Estava frio lá fora. O ar transformava-se em bolhas contra o vidro da janela, e lá dentro, perdido na nuvem de fumo queimado, enrolou-se nos braços da poltrona.
Decidiu pensar.
Já não tinha tido uma ideia desde que tinha decidido secar o gato no microondas, e nem tinha sido uma ideia assim tão boa.
(Francisco, 2002-2005)
Levou a mão ao queixo para pensar.
Pouca gente sabe como surgiu a posição de pensar.

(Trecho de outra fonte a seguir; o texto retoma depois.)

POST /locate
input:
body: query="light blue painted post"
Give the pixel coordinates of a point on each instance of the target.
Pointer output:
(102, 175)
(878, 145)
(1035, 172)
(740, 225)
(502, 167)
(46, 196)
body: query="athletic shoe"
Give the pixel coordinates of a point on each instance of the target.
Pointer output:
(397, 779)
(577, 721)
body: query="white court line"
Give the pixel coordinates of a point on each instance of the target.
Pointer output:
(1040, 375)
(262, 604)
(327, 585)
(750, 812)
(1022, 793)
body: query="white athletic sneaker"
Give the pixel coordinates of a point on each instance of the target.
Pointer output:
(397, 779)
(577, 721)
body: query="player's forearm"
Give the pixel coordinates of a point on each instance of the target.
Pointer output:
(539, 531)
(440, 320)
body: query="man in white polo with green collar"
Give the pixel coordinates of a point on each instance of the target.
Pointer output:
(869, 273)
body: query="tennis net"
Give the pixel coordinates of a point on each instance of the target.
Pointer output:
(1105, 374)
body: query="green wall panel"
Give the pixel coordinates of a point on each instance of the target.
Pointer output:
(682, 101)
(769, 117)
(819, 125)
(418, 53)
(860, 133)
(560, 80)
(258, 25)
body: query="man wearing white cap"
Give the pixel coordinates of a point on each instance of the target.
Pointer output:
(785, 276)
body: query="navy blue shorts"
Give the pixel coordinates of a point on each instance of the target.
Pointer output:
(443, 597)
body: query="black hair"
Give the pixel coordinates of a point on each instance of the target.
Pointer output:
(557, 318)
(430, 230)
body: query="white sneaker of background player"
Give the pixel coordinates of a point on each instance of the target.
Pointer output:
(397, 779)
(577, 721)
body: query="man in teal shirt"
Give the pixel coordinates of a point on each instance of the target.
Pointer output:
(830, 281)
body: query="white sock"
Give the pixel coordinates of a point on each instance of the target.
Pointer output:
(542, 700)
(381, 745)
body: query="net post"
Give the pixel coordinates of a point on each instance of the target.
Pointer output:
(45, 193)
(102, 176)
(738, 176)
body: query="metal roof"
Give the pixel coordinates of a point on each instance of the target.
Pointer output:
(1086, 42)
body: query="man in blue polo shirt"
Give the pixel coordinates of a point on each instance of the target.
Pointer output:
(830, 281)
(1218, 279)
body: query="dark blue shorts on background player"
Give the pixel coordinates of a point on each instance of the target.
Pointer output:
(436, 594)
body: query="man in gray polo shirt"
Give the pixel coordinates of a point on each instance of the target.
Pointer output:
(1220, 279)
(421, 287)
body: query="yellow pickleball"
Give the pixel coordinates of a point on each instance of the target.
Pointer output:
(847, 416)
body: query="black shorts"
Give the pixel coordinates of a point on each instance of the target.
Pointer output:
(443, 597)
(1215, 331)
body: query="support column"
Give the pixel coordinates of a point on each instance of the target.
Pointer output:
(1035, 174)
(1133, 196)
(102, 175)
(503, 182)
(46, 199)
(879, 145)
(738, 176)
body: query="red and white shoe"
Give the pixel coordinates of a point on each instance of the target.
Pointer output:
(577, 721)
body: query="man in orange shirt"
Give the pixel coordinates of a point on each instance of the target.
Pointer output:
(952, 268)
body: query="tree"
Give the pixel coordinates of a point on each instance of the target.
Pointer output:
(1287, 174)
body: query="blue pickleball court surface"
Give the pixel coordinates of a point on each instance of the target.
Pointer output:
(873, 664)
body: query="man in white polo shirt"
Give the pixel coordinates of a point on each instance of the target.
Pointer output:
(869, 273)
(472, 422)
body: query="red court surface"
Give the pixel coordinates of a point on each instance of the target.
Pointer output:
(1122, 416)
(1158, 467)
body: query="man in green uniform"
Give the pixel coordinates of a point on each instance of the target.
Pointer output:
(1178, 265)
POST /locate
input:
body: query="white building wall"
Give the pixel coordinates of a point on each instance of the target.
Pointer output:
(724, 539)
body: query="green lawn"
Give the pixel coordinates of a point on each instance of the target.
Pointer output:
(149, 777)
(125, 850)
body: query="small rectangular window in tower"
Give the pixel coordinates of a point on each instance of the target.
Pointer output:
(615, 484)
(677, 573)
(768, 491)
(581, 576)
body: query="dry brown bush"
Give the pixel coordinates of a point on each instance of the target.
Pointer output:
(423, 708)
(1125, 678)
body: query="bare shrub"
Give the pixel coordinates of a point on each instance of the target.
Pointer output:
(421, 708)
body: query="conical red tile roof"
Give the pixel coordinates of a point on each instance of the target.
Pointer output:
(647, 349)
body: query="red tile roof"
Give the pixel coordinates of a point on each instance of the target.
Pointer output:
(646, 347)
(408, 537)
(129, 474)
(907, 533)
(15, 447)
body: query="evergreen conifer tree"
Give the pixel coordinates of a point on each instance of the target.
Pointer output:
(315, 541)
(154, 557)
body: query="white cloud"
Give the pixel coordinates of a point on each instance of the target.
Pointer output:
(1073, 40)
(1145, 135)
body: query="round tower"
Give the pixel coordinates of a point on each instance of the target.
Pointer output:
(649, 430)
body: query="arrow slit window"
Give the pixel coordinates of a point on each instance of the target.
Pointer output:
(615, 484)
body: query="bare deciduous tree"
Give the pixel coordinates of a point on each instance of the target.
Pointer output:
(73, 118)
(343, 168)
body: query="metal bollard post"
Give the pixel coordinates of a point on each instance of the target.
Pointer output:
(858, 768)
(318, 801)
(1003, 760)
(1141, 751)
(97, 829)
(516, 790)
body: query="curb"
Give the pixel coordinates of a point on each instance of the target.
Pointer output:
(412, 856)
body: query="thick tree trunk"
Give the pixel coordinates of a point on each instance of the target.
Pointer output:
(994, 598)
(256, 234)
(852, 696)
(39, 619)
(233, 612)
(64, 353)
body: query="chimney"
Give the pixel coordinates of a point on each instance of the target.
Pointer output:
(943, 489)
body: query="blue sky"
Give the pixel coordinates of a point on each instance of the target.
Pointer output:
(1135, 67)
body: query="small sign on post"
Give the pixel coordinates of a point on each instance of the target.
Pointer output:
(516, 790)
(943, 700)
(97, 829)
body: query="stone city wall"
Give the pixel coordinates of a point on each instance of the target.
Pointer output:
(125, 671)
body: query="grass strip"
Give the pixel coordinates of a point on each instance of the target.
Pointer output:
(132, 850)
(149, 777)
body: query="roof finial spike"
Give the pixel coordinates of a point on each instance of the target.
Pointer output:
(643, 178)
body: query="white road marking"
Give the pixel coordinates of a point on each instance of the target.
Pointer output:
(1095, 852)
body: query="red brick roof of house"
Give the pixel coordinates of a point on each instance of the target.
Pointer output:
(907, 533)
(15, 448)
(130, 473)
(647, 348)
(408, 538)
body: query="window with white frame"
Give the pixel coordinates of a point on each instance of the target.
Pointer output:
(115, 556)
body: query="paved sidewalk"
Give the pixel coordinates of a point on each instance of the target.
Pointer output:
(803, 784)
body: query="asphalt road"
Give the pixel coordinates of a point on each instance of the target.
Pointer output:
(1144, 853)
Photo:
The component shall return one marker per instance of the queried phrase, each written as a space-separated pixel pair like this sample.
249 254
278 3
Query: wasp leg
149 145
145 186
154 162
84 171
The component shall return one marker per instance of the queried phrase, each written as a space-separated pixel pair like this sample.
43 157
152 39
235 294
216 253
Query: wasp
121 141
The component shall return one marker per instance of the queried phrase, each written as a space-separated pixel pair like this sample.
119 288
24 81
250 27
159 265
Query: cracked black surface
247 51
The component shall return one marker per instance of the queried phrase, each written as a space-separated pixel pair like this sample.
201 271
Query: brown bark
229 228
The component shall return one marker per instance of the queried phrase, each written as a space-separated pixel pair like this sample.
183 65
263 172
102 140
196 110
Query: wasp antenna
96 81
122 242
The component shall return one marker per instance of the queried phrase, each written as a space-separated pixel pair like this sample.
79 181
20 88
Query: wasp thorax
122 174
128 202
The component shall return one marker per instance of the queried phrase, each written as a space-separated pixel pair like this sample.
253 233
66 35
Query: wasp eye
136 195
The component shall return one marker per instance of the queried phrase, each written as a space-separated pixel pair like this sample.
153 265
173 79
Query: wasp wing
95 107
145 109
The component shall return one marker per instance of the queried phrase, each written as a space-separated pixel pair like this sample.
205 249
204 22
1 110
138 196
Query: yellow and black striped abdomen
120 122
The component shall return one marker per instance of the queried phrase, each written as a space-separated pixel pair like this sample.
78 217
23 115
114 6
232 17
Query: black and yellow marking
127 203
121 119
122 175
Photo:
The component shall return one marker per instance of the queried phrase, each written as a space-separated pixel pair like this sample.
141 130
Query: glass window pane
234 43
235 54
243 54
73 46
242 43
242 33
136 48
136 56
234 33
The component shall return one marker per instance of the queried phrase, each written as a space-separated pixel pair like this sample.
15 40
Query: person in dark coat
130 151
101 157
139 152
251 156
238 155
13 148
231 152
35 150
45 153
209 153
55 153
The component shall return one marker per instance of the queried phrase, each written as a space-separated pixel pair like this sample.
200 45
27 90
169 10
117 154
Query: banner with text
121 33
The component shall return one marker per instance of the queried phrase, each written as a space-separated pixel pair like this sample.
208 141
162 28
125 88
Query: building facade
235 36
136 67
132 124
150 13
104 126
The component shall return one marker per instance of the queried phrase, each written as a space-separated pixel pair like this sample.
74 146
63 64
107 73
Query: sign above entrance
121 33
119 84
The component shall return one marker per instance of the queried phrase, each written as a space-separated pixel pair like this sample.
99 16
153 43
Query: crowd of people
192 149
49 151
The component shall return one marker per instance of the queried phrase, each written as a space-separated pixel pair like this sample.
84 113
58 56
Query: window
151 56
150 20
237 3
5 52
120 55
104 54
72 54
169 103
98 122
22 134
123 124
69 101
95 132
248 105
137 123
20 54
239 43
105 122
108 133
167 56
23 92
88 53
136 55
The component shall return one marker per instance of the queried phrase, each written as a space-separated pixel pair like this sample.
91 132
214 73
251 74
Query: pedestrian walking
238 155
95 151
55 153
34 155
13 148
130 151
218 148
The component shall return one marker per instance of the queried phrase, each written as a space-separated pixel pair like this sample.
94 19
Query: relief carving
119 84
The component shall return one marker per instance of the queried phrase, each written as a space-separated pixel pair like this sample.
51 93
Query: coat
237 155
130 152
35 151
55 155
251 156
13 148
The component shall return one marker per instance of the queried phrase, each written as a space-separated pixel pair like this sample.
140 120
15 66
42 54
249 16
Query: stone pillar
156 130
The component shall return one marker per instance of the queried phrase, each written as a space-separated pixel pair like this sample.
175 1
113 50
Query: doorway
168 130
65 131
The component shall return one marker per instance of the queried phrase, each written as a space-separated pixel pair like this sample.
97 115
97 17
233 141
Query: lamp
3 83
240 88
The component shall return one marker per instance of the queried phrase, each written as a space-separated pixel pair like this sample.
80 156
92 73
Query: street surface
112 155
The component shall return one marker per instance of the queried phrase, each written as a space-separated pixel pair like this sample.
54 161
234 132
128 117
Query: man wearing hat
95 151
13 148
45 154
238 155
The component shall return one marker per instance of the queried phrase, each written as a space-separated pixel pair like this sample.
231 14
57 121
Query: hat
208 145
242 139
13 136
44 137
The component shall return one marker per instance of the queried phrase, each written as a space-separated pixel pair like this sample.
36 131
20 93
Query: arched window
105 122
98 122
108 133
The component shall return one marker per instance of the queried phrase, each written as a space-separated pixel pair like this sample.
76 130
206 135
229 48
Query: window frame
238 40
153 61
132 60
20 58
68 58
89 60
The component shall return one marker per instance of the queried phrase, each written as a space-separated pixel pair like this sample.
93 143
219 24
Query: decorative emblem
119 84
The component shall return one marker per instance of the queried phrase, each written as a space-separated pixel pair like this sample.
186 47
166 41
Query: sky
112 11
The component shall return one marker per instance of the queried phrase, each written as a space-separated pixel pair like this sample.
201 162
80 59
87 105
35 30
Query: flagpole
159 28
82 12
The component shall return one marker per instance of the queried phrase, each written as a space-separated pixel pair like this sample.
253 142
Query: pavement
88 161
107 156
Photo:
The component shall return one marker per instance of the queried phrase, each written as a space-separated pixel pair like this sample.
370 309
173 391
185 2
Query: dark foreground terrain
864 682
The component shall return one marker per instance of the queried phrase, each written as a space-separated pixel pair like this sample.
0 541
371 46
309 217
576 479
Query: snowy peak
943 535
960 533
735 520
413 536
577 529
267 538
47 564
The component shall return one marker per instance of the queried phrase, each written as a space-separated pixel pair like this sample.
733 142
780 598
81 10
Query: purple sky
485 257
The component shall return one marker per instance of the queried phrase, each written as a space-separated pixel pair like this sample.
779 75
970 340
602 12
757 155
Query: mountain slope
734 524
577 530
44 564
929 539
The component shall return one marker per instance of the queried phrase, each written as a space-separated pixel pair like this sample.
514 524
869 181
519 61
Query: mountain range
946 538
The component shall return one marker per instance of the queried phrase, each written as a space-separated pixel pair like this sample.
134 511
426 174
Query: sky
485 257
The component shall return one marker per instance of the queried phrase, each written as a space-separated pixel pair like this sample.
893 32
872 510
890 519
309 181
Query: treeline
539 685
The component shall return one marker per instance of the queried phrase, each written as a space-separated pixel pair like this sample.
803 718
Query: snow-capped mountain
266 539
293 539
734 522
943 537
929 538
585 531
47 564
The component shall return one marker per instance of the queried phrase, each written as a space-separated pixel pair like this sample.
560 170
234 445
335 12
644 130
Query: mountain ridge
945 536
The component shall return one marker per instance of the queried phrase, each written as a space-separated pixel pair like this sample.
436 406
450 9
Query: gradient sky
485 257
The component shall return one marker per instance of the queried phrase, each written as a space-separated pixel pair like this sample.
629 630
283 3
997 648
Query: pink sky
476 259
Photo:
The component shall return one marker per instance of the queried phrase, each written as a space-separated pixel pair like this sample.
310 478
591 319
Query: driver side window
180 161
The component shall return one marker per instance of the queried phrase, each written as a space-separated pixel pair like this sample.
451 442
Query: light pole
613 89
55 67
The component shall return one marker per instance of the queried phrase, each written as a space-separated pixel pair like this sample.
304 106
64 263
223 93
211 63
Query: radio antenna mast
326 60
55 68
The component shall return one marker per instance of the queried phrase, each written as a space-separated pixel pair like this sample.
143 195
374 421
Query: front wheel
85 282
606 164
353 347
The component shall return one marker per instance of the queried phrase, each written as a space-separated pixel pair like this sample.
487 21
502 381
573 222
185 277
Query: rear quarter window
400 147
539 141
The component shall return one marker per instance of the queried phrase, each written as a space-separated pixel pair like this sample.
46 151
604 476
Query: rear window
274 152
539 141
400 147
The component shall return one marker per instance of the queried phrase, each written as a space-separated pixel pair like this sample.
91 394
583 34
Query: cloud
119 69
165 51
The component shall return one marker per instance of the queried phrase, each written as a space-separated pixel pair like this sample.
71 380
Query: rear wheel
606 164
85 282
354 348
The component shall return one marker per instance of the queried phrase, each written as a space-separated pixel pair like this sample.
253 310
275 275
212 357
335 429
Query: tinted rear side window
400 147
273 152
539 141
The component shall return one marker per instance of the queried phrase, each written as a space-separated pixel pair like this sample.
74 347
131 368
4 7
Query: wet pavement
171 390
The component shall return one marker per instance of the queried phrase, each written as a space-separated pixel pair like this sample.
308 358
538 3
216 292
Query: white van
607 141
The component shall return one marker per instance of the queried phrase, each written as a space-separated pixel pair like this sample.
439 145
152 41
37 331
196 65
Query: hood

Londres. As pessoas eram puxadas por cavalos e os primeiros motores iam tossindo vapor pelas ruas. O nevoeiro embrulhava as árvores de Hyde Park e construía-nos um túnel até aos tijolos vermelhos do Royal Albert Hall. Era noite de concerto.
Todas as pérolas estavam lá. Todos os cachimbos também. Um grupo chegou. Lord Hutchington e a mulher traziam consigo Lord Mackenzie. Ninguém sabia ainda que Lady Mackenzie se tinha matado com um pisa-papéis. Na verdade, ninguém deu muita atenção a quando ela pegou no pisa-papéis porque um dia em Ascot que estava ligeiramente mais ventoso ela foi vista a pôr um em cima da cabeça para não voar.
Do outro lado da sala, Lord Carrington viu-os. Arrastou a mulher com ele pelo ladrilho e cuspiu
- Boa noite, Lord Mackenzie, há bastante tempo que não o víamos por cá
e a mulher ia abanando a mola do pescoço como os palhaços das caixas, de olhos riscados a marcador em bolas de ping-pong, que não fixam, que não vêem,
- Grande concerto hoje, não acha, Lord Mackenzie?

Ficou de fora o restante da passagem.